KStG § 1 Abs. 1 Nr. 6, § 4 Abs. 1; SGB IV
§ 29 Abs. 1, § 30 Abs. 1; SGB V § 2 Abs. 1, § 11, § 194 Abs. 1a.
Vorinstanz: FG Hamburg vom 18. Dezember
2008 6 K 165/07 (EFG 2009, 614)
Sachverhalt
I.
1
Streitig ist, ob die
Klägerin und Revisionsklägerin (Klägerin) mit der Vermittlung von privaten
Zusatzversicherungsverträgen einen Betrieb gewerblicher Art (BgA) unterhält.
2
Die Klägerin ist eine
juristische Person des öffentlichen Rechts. Sie betreibt eine gesetzliche
Krankenkasse. Ferner hat sie im Streitjahr 2005 Zusatzversicherungsverträge
zwischen ihren Versicherten und privaten Krankenversicherungsunternehmen
vermittelt. Das hieraus erzielte Ergebnis in Höhe von ./. 1.460.860 €
erklärte sie als Verlust aus dem BgA "... Zusatzversicherung".
3
Gegen die erklärungsgemäß
ergangenen Steuerbescheide legte sie mit der Begründung erfolglos Einspruch
ein, sie unterhalte mit der Vermittlung von Zusatzversicherungen keinen BgA.

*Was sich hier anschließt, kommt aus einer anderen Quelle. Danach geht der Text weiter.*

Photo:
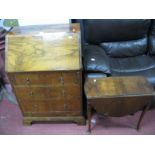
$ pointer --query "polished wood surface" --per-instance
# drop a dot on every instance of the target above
(117, 87)
(43, 51)
(46, 73)
(118, 96)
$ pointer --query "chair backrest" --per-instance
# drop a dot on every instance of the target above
(118, 37)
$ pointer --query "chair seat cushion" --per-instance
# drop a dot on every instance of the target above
(95, 59)
(140, 65)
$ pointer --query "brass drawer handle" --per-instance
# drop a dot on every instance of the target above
(27, 80)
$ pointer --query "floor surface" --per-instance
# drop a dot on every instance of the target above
(11, 124)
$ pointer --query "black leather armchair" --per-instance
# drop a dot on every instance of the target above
(119, 47)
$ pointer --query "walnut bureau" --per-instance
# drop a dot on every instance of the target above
(43, 64)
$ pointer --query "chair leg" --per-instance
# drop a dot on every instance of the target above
(89, 109)
(142, 115)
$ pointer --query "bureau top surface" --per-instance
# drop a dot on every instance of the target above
(118, 87)
(43, 48)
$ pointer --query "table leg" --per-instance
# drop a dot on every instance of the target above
(142, 115)
(89, 110)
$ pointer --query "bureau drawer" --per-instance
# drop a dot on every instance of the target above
(42, 78)
(72, 90)
(42, 107)
(36, 93)
(72, 77)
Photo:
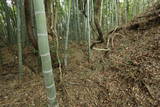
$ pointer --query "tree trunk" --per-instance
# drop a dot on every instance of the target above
(44, 51)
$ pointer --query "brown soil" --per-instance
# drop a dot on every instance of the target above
(126, 76)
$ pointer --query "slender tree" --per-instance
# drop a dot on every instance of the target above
(67, 34)
(19, 32)
(44, 51)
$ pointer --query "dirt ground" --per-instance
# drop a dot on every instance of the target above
(126, 76)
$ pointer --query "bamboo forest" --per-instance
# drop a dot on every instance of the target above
(79, 53)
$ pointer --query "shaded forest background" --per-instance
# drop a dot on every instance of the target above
(104, 53)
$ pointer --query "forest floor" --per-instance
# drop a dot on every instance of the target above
(126, 76)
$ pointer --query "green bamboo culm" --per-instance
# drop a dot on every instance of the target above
(19, 28)
(44, 52)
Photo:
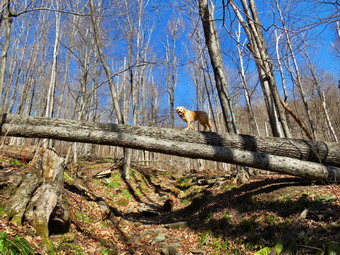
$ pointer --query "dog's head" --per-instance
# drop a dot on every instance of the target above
(180, 110)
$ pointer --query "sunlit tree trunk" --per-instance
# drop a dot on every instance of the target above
(211, 38)
(297, 75)
(242, 74)
(7, 20)
(257, 46)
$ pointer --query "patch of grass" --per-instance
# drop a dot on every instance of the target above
(285, 197)
(114, 181)
(271, 219)
(227, 216)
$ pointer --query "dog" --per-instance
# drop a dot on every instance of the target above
(191, 116)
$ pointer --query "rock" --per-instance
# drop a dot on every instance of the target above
(197, 251)
(304, 213)
(147, 210)
(169, 204)
(176, 225)
(103, 174)
(169, 250)
(159, 238)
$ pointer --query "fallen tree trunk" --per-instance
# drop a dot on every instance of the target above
(274, 163)
(24, 153)
(315, 151)
(38, 196)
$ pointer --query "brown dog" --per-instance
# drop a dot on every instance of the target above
(191, 116)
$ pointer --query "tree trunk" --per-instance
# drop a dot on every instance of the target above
(8, 19)
(38, 197)
(212, 42)
(24, 153)
(257, 47)
(186, 144)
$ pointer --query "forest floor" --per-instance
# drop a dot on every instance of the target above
(272, 214)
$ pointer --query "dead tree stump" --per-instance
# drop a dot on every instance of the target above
(38, 198)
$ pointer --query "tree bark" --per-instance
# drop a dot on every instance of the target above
(316, 151)
(38, 197)
(24, 153)
(186, 144)
(213, 45)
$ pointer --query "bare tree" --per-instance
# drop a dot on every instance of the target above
(211, 37)
(249, 19)
(242, 74)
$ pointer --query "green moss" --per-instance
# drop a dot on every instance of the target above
(123, 202)
(2, 211)
(68, 178)
(83, 217)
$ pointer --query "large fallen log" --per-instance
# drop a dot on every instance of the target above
(24, 153)
(316, 151)
(38, 196)
(274, 163)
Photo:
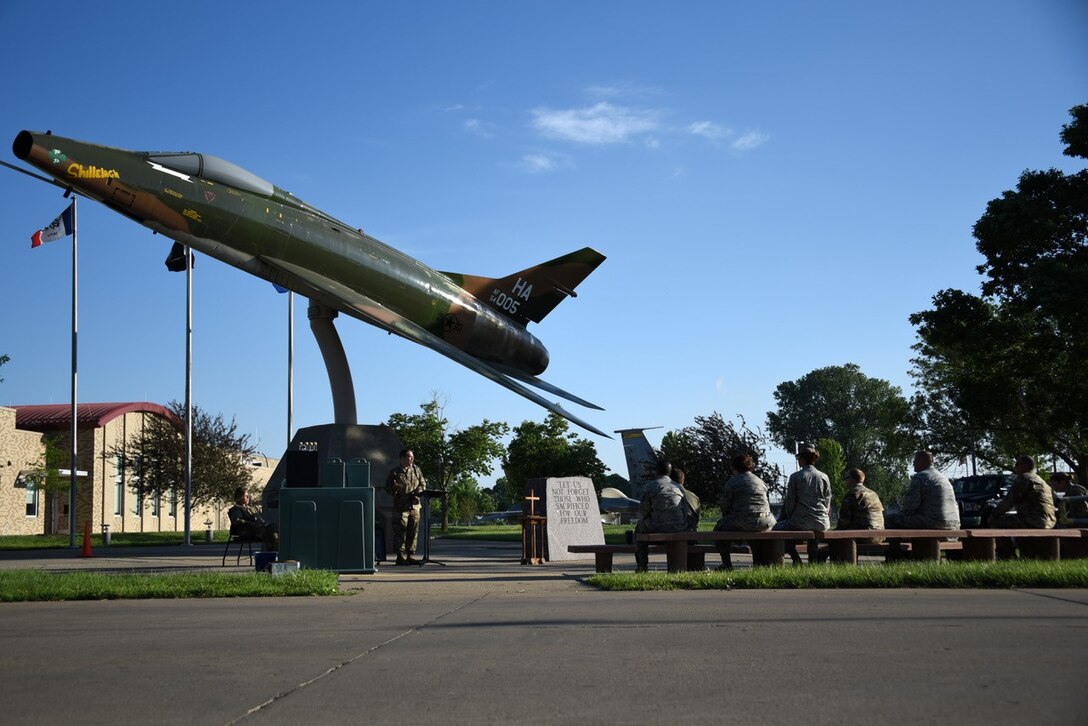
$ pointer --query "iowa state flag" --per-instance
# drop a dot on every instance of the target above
(61, 226)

Die hiergegen erhobene Klage wies das Finanzgericht (FG) Hamburg mit in
Entscheidungen der Finanzgerichte (EFG) 2009, 614 veröffentlichtem Urteil
vom 18. Dezember 2008 6 K 165/07 ab.
4
Mit ihrer Revision rügt die
Klägerin eine Verletzung materiellen Rechts. Sie beantragt sinngemäß, das
Urteil des FG sowie die angefochtenen Steuerbescheide aufzuheben.
5
Der Beklagte und
Revisionsbeklagte (das Finanzamt) beantragt, die Revision zurückzuweisen.
Entscheidungsgründe
II.
6
Der Senat entscheidet gemäß § 126a der
Finanzgerichtsordnung (FGO) ohne mündliche Verhandlung durch Beschluss. Er
hält die Revision einstimmig für unbegründet und eine mündliche Verhandlung
nicht für erforderlich. Die Beteiligten sind angehört worden und hatten
Gelegenheit zur Stellungnahme. Das FG hat zutreffend entschieden, dass die
Klägerin im Streitjahr mit der Vermittlung von privaten Zusatzversicherungen
einen BgA unterhalten hat.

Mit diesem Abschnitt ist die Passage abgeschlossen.